Load the tidyverse package.
library(tidyverse)
data <- read_csv("data/chds6162_data.csv")
## Rows: 1236 Columns: 23
## ── Column specification ─────────────────────────────────────────────────────────────────────────────────
## Delimiter: ","
## chr (1): drace
## dbl (22): id, pluralty, outcome, date, gestation, sex, wt, parity, race, age, ed, ht, wt.1, dage, ded...
##
## ℹ Use `spec()` to retrieve the full column specification for this data.
## ℹ Specify the column types or set `show_col_types = FALSE` to quiet this message.

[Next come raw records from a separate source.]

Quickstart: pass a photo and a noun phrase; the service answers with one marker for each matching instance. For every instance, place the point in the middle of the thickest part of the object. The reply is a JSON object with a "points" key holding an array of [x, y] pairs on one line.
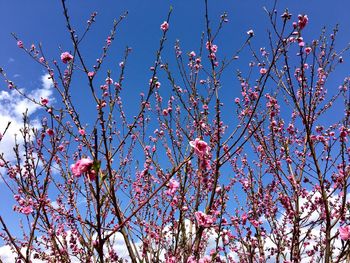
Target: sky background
{"points": [[42, 21]]}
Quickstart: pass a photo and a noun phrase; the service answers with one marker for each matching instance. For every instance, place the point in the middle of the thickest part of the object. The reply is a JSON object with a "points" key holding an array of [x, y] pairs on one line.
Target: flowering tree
{"points": [[179, 182]]}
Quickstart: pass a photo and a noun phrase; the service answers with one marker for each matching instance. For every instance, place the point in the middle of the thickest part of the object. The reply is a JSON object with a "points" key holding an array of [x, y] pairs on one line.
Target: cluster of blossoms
{"points": [[344, 232], [66, 57], [164, 26], [212, 49], [84, 165], [200, 147], [203, 219]]}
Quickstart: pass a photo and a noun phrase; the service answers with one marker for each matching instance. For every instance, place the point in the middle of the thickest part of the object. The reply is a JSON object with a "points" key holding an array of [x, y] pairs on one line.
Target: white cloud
{"points": [[13, 105]]}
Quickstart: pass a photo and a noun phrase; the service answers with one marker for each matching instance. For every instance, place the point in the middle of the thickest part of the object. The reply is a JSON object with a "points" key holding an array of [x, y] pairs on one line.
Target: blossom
{"points": [[27, 210], [66, 57], [302, 21], [344, 232], [250, 32], [19, 44], [308, 50], [91, 74], [201, 148], [204, 219], [164, 26], [173, 186], [81, 166], [263, 71], [82, 132], [50, 132], [44, 101]]}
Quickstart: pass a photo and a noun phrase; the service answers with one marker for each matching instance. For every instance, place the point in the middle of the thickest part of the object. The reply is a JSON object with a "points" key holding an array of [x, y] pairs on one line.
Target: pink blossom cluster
{"points": [[66, 57], [83, 165], [200, 147], [344, 232], [164, 26], [203, 219]]}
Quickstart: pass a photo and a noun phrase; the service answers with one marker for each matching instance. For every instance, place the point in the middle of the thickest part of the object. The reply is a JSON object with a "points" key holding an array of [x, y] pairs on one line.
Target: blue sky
{"points": [[42, 21]]}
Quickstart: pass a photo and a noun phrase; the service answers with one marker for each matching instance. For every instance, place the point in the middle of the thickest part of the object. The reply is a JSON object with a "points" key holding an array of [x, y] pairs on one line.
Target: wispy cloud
{"points": [[13, 105]]}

With the function select we can select variables
(columns) from the larger data frame.
Use select to show just the gestation
variable.
data_ges <- data %>%
select(gestation)
We can also select a range of columns.
select all the variables that belong to the father (they
had a “d” in front of them) drace to dwt.
data %>%
select(drace:dwt)
#What about just the id column and everything after the father information?
data %>%
select(id, marital:last_col())
We can drop variables using the -var format. Drop the
marital variable.
data %>%
select(-(marital))
art by @allison_horst
We use mutate we make new variables or change existing
ones.
Create a new variable with a specific value
Create a new variable called data_decade. Imagine that
you will be merging this dataset from 61-62 to dataset from the 70’s. To
make it easier, you will create this variable with the value “60s.”
data %>%
mutate(data_decade = "60s")
Create a new variable based on other variables
Create a new variable called wt_k. This variable will
give you information about mom’s weight pre-pregnancy(wt)
in kilos (1 pound = .454 kilos).
data %>%
mutate(wt_k = wt*.454)
# too many decimals? let's round things
data %>%
mutate(wt_k = round((wt*.454),2))